Ziel der vorliegenden Arbeit ist, die politischen Ereignisse in Bulgarien und ihre Auswirkungen auf die Minderheiten auf bulgarischem Territorium zu zeigen.

Aufgrund der politischen Situation nach 1944 besteht in der bulgarischen Historiografie keine Sicherheit zum Thema der Innenpolitik Bulgariens. Sie fehlt sogar teilweise, besonders über Periode zwischen 1944 und 1957. Mit Hilfe der bestehenden Mittel werden aber die Ereignisse so präsentiert, wie sie allgemein bekannt geworden sind.

2. Bulgariens Weg zum Sozialismus

2.1. Politischer Zustand bis 1944

In den Beschlüssen des Versailler Vertrags, der das Ende des Ersten Weltkriegs bezeichnet, steckt ein Hintergrund für einen zukünftigen Krieg. Bis zum Ende der dreißiger Jahre vertreten die Großmächte wieder verschiedene Meinungen. Einerseits wollten Großbritanien, Frankreich und die USA ihren Status quo behalten, andererseits wollten die Länder mit faschistischer Ideologie wie Deutschland, Italien, Japan u.a. mehr „Lebensraum“ für sich schaffen. Getrennt von allen führt die UdSSR eine eigenständige Politik.

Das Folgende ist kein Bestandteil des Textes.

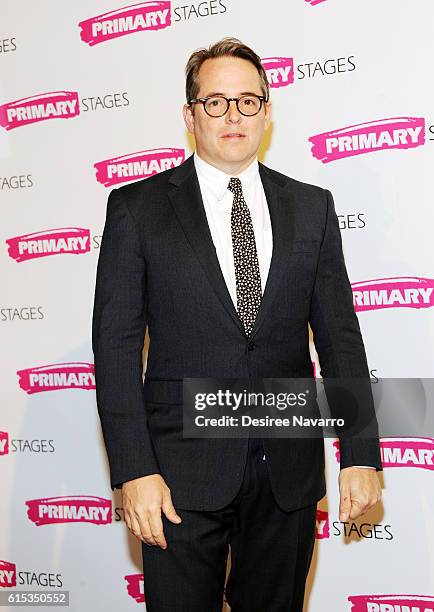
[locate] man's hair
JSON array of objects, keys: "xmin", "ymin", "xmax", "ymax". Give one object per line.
[{"xmin": 185, "ymin": 36, "xmax": 270, "ymax": 103}]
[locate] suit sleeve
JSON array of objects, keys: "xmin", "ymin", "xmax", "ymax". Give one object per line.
[
  {"xmin": 92, "ymin": 189, "xmax": 159, "ymax": 489},
  {"xmin": 310, "ymin": 190, "xmax": 383, "ymax": 471}
]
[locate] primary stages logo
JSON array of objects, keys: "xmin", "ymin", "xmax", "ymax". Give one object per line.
[
  {"xmin": 78, "ymin": 0, "xmax": 172, "ymax": 47},
  {"xmin": 124, "ymin": 574, "xmax": 145, "ymax": 603},
  {"xmin": 0, "ymin": 91, "xmax": 80, "ymax": 130},
  {"xmin": 261, "ymin": 55, "xmax": 356, "ymax": 89},
  {"xmin": 0, "ymin": 431, "xmax": 55, "ymax": 457},
  {"xmin": 348, "ymin": 594, "xmax": 434, "ymax": 612},
  {"xmin": 6, "ymin": 227, "xmax": 90, "ymax": 262},
  {"xmin": 26, "ymin": 495, "xmax": 112, "ymax": 527},
  {"xmin": 0, "ymin": 559, "xmax": 64, "ymax": 588},
  {"xmin": 309, "ymin": 117, "xmax": 425, "ymax": 164},
  {"xmin": 94, "ymin": 149, "xmax": 185, "ymax": 187},
  {"xmin": 17, "ymin": 361, "xmax": 95, "ymax": 395},
  {"xmin": 351, "ymin": 276, "xmax": 434, "ymax": 312}
]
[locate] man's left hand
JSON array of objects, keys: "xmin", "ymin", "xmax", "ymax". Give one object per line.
[{"xmin": 339, "ymin": 467, "xmax": 381, "ymax": 522}]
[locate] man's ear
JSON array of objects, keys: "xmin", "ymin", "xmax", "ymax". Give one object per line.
[
  {"xmin": 182, "ymin": 104, "xmax": 194, "ymax": 134},
  {"xmin": 265, "ymin": 101, "xmax": 272, "ymax": 130}
]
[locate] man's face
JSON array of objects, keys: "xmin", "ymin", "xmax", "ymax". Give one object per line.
[{"xmin": 183, "ymin": 57, "xmax": 271, "ymax": 174}]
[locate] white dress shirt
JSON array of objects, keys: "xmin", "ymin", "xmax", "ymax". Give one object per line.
[{"xmin": 193, "ymin": 153, "xmax": 375, "ymax": 470}]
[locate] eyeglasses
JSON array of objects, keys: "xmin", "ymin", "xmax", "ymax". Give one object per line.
[{"xmin": 189, "ymin": 94, "xmax": 266, "ymax": 117}]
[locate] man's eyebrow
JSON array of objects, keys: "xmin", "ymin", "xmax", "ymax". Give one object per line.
[{"xmin": 201, "ymin": 91, "xmax": 262, "ymax": 98}]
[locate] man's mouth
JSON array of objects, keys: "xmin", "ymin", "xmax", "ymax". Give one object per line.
[{"xmin": 222, "ymin": 132, "xmax": 245, "ymax": 138}]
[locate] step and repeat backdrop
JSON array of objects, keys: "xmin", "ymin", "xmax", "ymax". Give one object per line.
[{"xmin": 0, "ymin": 0, "xmax": 434, "ymax": 612}]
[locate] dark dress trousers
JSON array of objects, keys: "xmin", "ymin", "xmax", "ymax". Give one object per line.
[{"xmin": 92, "ymin": 151, "xmax": 382, "ymax": 512}]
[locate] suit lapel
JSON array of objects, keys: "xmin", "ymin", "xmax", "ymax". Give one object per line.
[
  {"xmin": 169, "ymin": 155, "xmax": 293, "ymax": 338},
  {"xmin": 250, "ymin": 162, "xmax": 294, "ymax": 338},
  {"xmin": 169, "ymin": 155, "xmax": 244, "ymax": 333}
]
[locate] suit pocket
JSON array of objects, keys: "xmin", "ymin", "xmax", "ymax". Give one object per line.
[{"xmin": 289, "ymin": 240, "xmax": 319, "ymax": 253}]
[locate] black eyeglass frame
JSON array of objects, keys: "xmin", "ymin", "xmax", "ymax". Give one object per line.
[{"xmin": 188, "ymin": 94, "xmax": 268, "ymax": 119}]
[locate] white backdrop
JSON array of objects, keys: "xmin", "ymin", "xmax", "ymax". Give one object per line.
[{"xmin": 0, "ymin": 0, "xmax": 434, "ymax": 612}]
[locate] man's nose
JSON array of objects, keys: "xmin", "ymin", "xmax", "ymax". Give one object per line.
[{"xmin": 226, "ymin": 100, "xmax": 241, "ymax": 123}]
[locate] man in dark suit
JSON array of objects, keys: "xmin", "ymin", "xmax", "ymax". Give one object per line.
[{"xmin": 93, "ymin": 39, "xmax": 382, "ymax": 612}]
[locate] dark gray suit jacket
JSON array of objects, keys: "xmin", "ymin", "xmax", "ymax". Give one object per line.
[{"xmin": 92, "ymin": 156, "xmax": 382, "ymax": 510}]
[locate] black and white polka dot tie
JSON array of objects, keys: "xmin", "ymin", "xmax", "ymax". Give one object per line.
[{"xmin": 228, "ymin": 177, "xmax": 262, "ymax": 335}]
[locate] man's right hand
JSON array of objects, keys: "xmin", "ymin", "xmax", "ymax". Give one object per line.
[{"xmin": 122, "ymin": 474, "xmax": 182, "ymax": 549}]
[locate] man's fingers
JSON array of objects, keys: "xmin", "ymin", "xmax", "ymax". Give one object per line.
[
  {"xmin": 136, "ymin": 512, "xmax": 157, "ymax": 546},
  {"xmin": 149, "ymin": 508, "xmax": 167, "ymax": 549},
  {"xmin": 125, "ymin": 512, "xmax": 152, "ymax": 544},
  {"xmin": 339, "ymin": 487, "xmax": 351, "ymax": 522},
  {"xmin": 162, "ymin": 493, "xmax": 182, "ymax": 523}
]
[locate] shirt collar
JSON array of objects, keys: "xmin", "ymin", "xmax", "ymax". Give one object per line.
[{"xmin": 193, "ymin": 152, "xmax": 259, "ymax": 201}]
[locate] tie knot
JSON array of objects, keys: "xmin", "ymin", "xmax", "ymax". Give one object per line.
[{"xmin": 228, "ymin": 176, "xmax": 243, "ymax": 195}]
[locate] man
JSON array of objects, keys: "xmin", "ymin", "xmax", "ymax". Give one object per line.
[{"xmin": 93, "ymin": 38, "xmax": 382, "ymax": 612}]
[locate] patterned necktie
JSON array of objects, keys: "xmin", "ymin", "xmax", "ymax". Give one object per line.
[{"xmin": 228, "ymin": 177, "xmax": 262, "ymax": 335}]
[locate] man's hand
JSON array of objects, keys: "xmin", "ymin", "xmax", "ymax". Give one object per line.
[
  {"xmin": 122, "ymin": 474, "xmax": 182, "ymax": 549},
  {"xmin": 339, "ymin": 467, "xmax": 381, "ymax": 522}
]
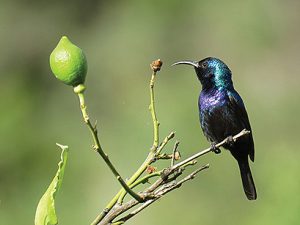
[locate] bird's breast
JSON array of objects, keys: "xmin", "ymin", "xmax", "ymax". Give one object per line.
[{"xmin": 199, "ymin": 90, "xmax": 228, "ymax": 113}]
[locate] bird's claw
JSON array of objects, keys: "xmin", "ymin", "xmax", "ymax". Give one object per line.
[
  {"xmin": 226, "ymin": 135, "xmax": 234, "ymax": 147},
  {"xmin": 211, "ymin": 142, "xmax": 221, "ymax": 154}
]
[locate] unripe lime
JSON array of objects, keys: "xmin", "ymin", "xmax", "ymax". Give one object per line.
[{"xmin": 50, "ymin": 36, "xmax": 87, "ymax": 86}]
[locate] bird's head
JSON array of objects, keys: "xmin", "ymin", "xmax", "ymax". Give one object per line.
[{"xmin": 173, "ymin": 57, "xmax": 233, "ymax": 89}]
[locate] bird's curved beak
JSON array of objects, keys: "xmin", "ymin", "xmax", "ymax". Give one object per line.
[{"xmin": 172, "ymin": 60, "xmax": 199, "ymax": 68}]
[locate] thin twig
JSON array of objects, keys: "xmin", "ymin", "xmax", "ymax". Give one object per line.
[
  {"xmin": 77, "ymin": 92, "xmax": 144, "ymax": 202},
  {"xmin": 171, "ymin": 141, "xmax": 179, "ymax": 167},
  {"xmin": 91, "ymin": 59, "xmax": 165, "ymax": 225},
  {"xmin": 98, "ymin": 130, "xmax": 250, "ymax": 225},
  {"xmin": 112, "ymin": 164, "xmax": 209, "ymax": 224}
]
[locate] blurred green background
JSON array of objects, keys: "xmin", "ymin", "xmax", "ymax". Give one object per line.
[{"xmin": 0, "ymin": 0, "xmax": 300, "ymax": 225}]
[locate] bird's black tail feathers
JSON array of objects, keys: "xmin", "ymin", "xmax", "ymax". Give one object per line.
[{"xmin": 238, "ymin": 159, "xmax": 257, "ymax": 200}]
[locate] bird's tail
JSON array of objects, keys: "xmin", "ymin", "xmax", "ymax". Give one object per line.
[{"xmin": 238, "ymin": 159, "xmax": 257, "ymax": 200}]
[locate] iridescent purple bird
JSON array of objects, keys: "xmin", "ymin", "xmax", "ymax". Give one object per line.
[{"xmin": 173, "ymin": 57, "xmax": 257, "ymax": 200}]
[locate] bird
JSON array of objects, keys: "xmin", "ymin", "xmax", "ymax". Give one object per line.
[{"xmin": 173, "ymin": 57, "xmax": 257, "ymax": 200}]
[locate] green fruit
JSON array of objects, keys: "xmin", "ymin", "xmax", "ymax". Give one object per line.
[{"xmin": 50, "ymin": 36, "xmax": 87, "ymax": 86}]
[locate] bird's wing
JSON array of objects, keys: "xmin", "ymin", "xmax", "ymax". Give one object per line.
[{"xmin": 228, "ymin": 91, "xmax": 254, "ymax": 161}]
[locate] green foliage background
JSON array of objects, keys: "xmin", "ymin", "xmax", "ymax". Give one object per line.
[{"xmin": 0, "ymin": 0, "xmax": 300, "ymax": 225}]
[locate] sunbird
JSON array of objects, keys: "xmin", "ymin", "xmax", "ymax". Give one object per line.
[{"xmin": 173, "ymin": 57, "xmax": 257, "ymax": 200}]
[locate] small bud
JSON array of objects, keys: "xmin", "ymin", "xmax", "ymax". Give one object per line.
[
  {"xmin": 50, "ymin": 36, "xmax": 87, "ymax": 86},
  {"xmin": 146, "ymin": 166, "xmax": 157, "ymax": 174},
  {"xmin": 150, "ymin": 59, "xmax": 162, "ymax": 72},
  {"xmin": 174, "ymin": 151, "xmax": 181, "ymax": 161}
]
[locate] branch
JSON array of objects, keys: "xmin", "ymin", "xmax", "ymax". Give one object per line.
[
  {"xmin": 77, "ymin": 89, "xmax": 143, "ymax": 202},
  {"xmin": 98, "ymin": 129, "xmax": 250, "ymax": 225},
  {"xmin": 112, "ymin": 164, "xmax": 209, "ymax": 225}
]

Für Bulgarien ist die Teilnahme an dem Zweiten Weltkrieg eine wichtige Entscheidung, indem von ihr abhängt, ob das Land eine neue nationale Katastrophe erleben, oder endlich ihre nationale Vereinigung erreichen wird. Für die bulgarische Entscheidung, sich am 1. März 1941 Deutschland anzuschließen, spielt der deutsche Sieg über Frankreich und seine neugeschaffene Hegemonie in Europa eine erhebliche Rolle. Zur selben Zeit ist ein Erfolg für die bulgarische Regierung, dass trotz des bulgarischen Anschlusses zu den Dreimächten, die diplomatischen Beziehungen mit Russland bis zum 5. September 1944 erhalten wurden und die Tatsache, dass der Staat keine Armeen an den östlichen Front geschickt hat. Das sicherte teilweise die Chancen, dass Bulgarien seine vorherigen Grenzen nach dem Krieg behalten konnte.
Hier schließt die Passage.